Monday 7 October 2013

The segregated city - urban taxonomies

The city is full of boundaries.  Messages about the space we are inhabiting, telling us where we are allowed to stay put, and where we should keep moving;  where we can and can’t enter, and under what conditions;  messages about how we should behave once inside. 

Sometimes these signals are obvious – a fence with a locked gate tells us we are not meant to enter somewhere.  Some signals are more subtle – a change in the texture of the paving tells us that we are moving from public space to private property, where our legal rights are very different, dictated by the landowner instead of a democratically accountable council or government.  These messages are sent out by urban infrastructure like radio waves, and continually reinforced in our minds by the behaviours of those we see around us.   

And they are indeed messages:  not accidents of construction, but actions carefully considered  by town planners, architects, corporations, local authorities, etc. 

We now rely on a complex web of signals and signposts to guide our interactions with the city, and with each other.  Road markings, traffic signs, positioning of kerbs and speed humps, bollards, railings, fences, walls, the design of junctions and roundabouts, phasing of traffic lights;  anti-skateboarding devices, anti-pigeon devices, anti-youth devices that emit a high-pitched noise, benches designed to repel homeless people;  anti-climb paint;  positioning and availability of facilities such as street lamps, public toilets;  the design of buses and bus stops, and the layout of their routes.  There is even an example of a town in Essex that painted yellow lines on the pavement to guide where people should walk.

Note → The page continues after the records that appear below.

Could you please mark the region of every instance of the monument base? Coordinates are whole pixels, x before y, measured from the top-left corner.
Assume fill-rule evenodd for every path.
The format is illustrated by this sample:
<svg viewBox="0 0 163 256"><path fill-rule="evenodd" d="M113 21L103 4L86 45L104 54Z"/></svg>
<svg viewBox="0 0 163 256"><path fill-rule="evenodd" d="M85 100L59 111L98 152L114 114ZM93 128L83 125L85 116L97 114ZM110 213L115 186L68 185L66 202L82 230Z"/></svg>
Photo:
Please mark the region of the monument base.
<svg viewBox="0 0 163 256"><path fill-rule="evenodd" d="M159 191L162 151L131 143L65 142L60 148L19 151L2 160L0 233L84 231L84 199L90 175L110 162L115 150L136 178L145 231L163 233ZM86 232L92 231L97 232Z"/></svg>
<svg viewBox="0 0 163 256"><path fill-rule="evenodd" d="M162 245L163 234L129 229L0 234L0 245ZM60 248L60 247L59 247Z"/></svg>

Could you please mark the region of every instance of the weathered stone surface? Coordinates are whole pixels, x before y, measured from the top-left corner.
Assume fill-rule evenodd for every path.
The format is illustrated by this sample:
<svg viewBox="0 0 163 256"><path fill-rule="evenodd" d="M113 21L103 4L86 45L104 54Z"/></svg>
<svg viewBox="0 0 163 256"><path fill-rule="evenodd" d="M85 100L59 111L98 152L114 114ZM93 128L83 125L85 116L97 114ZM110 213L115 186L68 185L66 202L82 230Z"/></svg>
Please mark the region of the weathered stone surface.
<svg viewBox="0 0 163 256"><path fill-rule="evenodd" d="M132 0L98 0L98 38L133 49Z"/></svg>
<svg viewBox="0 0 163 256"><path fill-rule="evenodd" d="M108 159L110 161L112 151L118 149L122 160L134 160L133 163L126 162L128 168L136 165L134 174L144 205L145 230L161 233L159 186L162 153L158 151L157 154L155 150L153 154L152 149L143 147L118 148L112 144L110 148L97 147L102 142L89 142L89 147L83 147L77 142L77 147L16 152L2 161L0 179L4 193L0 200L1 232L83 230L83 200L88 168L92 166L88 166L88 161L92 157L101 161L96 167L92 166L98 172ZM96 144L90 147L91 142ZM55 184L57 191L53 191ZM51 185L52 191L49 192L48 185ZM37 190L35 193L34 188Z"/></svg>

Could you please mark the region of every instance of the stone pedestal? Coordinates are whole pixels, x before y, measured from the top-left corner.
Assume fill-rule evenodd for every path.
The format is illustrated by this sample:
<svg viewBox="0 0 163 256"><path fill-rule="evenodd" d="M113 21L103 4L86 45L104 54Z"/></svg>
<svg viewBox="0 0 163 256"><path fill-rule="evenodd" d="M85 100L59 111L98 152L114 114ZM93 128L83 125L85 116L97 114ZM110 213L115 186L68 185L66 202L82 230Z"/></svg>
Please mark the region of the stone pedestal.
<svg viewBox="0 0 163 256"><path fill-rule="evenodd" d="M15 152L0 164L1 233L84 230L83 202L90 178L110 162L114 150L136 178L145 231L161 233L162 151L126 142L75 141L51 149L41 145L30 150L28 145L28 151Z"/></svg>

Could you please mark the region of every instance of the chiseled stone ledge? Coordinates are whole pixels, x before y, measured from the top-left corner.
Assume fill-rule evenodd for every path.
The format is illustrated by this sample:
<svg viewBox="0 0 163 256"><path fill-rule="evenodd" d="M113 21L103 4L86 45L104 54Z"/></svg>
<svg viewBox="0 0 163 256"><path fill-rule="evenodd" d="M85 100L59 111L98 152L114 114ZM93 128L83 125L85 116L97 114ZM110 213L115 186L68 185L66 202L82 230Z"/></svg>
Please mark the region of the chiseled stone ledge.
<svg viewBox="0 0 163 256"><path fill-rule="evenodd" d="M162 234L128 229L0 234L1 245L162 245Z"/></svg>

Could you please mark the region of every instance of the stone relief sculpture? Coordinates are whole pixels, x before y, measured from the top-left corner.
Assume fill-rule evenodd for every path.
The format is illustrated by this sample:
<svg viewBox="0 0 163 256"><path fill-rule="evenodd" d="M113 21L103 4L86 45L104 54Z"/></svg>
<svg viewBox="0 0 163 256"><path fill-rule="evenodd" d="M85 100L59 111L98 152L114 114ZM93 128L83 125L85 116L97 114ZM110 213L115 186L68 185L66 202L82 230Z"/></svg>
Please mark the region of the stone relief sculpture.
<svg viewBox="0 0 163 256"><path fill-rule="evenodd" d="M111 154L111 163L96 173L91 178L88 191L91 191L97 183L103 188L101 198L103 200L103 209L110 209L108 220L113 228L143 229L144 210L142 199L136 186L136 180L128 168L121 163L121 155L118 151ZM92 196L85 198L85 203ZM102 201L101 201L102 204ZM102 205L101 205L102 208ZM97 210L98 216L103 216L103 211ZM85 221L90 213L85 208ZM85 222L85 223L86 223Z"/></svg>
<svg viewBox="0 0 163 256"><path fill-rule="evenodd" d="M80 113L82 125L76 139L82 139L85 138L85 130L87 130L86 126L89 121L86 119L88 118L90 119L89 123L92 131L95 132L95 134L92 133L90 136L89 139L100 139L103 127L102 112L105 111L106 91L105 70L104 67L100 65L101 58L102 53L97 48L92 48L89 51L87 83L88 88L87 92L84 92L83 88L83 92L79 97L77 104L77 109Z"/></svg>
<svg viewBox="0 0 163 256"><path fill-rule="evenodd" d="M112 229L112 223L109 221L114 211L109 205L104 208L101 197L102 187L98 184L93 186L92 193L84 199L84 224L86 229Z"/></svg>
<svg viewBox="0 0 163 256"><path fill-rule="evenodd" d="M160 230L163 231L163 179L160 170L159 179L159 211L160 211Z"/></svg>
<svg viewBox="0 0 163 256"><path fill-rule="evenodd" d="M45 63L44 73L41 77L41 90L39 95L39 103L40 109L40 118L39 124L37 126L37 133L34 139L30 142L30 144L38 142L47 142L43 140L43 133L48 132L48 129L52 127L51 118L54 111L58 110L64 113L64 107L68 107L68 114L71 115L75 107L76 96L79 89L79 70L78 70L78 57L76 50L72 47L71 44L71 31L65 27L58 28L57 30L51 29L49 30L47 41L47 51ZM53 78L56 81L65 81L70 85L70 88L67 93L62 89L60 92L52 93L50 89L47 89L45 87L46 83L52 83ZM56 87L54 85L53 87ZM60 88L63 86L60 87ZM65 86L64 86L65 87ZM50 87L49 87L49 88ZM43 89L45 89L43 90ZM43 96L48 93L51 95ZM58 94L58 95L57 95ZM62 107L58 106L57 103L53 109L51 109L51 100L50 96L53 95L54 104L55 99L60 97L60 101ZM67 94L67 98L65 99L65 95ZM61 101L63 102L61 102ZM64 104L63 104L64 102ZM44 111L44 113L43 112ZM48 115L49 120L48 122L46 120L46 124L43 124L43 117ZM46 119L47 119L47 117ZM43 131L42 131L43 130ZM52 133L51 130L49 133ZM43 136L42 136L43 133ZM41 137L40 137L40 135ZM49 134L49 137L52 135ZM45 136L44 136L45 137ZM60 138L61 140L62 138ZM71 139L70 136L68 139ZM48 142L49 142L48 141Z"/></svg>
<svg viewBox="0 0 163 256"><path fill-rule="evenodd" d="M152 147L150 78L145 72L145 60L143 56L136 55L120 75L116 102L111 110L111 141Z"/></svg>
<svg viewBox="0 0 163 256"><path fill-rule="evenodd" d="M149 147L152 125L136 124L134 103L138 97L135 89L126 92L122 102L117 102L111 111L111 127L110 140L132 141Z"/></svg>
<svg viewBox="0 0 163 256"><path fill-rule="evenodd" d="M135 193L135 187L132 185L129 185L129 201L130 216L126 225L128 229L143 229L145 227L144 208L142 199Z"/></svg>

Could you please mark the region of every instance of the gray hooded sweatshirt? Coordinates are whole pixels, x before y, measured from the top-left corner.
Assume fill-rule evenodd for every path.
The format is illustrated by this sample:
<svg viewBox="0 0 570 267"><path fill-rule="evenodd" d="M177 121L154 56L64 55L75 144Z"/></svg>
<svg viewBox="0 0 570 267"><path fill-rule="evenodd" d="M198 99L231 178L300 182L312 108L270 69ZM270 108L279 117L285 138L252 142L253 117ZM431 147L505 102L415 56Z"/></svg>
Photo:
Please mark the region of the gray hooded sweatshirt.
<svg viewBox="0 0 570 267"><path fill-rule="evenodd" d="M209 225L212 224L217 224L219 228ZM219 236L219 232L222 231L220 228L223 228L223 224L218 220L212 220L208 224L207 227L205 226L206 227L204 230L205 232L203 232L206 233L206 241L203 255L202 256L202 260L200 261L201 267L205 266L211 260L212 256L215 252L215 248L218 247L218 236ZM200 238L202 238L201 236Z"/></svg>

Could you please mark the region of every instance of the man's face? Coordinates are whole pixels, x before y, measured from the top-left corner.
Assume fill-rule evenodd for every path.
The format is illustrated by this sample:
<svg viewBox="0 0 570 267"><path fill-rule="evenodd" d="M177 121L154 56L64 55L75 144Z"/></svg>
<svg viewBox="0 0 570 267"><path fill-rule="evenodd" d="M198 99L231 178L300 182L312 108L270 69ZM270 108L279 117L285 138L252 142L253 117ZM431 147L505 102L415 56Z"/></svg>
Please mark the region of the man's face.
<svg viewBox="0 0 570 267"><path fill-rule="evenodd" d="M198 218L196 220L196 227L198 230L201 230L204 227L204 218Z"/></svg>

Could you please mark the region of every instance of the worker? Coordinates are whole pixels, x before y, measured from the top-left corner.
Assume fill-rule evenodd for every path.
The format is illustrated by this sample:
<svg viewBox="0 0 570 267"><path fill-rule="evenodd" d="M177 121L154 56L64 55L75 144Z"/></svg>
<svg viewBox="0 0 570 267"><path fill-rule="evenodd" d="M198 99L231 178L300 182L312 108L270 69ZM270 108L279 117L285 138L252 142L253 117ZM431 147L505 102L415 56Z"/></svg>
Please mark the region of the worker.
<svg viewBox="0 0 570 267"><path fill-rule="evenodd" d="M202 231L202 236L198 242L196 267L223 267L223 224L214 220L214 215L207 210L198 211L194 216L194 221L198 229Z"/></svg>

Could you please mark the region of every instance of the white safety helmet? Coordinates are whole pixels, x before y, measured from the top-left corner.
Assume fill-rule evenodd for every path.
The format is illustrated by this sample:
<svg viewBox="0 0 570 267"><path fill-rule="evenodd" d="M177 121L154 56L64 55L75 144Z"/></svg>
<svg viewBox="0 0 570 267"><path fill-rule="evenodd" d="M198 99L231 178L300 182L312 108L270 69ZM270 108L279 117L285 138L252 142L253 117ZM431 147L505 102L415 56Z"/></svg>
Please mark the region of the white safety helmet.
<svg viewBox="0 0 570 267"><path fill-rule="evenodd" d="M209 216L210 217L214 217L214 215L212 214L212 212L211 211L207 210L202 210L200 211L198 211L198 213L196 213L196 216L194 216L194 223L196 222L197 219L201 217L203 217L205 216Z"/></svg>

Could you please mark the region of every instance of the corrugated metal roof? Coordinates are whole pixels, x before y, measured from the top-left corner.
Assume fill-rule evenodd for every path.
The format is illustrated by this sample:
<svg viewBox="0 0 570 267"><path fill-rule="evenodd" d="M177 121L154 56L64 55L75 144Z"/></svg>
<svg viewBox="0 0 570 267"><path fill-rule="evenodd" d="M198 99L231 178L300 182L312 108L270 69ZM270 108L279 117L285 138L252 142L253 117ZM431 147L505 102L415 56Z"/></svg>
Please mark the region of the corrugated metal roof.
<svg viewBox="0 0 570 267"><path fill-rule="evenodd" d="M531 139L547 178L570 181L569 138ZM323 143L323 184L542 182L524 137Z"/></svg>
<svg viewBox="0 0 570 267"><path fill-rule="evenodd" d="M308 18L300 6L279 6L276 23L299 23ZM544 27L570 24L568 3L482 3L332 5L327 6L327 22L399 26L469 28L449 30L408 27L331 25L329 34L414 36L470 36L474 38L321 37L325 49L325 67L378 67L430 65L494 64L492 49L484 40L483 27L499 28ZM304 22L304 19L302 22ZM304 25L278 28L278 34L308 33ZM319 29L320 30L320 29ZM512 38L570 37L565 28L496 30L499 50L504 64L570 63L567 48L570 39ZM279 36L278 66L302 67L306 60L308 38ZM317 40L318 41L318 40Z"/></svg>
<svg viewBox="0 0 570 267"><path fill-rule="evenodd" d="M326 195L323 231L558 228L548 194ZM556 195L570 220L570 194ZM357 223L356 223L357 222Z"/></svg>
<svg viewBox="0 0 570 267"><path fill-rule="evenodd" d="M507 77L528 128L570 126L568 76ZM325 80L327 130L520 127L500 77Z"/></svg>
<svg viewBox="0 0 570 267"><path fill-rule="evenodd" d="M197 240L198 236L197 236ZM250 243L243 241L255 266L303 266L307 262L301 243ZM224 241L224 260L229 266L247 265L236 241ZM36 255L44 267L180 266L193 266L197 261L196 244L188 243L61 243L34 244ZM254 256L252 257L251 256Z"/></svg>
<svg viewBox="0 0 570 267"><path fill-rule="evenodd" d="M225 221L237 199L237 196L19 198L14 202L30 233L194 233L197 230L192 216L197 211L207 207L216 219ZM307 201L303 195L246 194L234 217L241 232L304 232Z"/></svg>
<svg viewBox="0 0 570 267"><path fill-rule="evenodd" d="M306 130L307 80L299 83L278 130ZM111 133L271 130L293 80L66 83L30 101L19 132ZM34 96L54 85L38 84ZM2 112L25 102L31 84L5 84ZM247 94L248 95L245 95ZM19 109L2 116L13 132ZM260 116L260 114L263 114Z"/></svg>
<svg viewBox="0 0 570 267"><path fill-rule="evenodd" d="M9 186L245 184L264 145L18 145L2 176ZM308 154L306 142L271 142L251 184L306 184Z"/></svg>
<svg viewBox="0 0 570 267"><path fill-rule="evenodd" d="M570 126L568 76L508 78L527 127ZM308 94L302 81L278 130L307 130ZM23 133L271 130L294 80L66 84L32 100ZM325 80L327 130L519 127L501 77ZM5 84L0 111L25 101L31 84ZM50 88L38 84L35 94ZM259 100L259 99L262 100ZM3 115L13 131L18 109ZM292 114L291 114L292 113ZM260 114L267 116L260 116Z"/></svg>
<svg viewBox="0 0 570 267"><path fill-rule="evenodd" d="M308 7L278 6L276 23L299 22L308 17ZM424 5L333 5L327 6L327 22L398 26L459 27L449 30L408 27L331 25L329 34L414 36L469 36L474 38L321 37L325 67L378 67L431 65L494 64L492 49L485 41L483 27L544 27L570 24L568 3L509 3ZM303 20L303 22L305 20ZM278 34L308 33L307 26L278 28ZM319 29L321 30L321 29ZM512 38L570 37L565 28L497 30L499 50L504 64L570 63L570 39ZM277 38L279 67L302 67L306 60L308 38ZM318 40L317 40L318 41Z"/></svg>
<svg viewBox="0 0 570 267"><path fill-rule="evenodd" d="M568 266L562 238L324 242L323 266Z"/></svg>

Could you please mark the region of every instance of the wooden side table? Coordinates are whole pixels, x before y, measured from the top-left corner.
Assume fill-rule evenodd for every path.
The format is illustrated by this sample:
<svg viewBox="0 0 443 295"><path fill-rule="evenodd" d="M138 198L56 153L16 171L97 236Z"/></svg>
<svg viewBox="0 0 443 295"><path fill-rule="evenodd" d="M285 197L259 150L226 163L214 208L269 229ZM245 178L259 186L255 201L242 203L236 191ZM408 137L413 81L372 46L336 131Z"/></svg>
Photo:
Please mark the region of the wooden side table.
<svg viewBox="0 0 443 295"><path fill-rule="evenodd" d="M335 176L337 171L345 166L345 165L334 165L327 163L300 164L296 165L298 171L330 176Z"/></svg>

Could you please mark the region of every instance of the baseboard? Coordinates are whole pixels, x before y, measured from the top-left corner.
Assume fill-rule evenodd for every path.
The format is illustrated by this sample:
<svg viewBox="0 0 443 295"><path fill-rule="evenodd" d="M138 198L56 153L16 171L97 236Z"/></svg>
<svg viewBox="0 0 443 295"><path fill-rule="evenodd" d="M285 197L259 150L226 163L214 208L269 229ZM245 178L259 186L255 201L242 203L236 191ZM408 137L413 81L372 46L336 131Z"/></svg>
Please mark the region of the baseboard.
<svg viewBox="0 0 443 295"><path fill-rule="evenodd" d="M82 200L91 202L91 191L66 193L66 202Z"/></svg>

These layers of mediation between our inner thoughts and our external environment have the cumulative effect over time that we stop making decisions and relating our judgements to our direct experiences of the place and our memories.  Instead, we check the signals.  Or rather, we don’t stop thinking altogether – but our thoughts maybe lack nuance, and our ability to critically interpret and respond to new situations is diminished. 

Our diminished ability to think critically about situations leads to our becoming isolated from other people in our immediate surroundings.  People stop being individuals, and become specimens of a given category.  When we drive along the road, we’re looking out for drivers in front and behind us, checking to see if they’re indicating, whether they’re speeding up or slowing down, performing pre-determined movements that imply particular patterns of behaviour.  We’re not thinking about what that person is like;  what sort of day they’re having;  how they’re feeling;  etc. 

And fair enough – if we spent all our time wondering what the driver next to us was going to have for dinner, I’m not sure it would help our driving.  But I still think it’s important to note the trade-off that we make in this process of dehumanisation.

Our removal from other road-users is all the more stark in relation to people in different categories.  People on the ‘other’ side of the boundaries that mark up the city.  For example, if we travel along the road in a car, we are not only bodily separated from the outside world through the physical fact of the car’s shell.  We also a gulf apart from pedestrians inhabiting the parallel dimension of the pavement. 

The visual language of the division between the road and the pavement is powerful enough that we are able to drive along and see people on the pavement in a completely different category to those driving the car directly in front of us.

We’re aware of those pedestrians in our peripheral vision, but as long as their body-language doesn’t indicate they’re about to make a mad dash into the road (into our world, colliding with our reality), we are able to ignore them. 


This isn’t an argument that we should abolish kerbs, and there are many good and helpful reasons that symbolic and physical signs and barriers  – though there have been some interesting experiments in removing these.  But I do think it’s interesting to interrogate the effects of excessively taxonomised mindsets on the relationships between different users of urban space.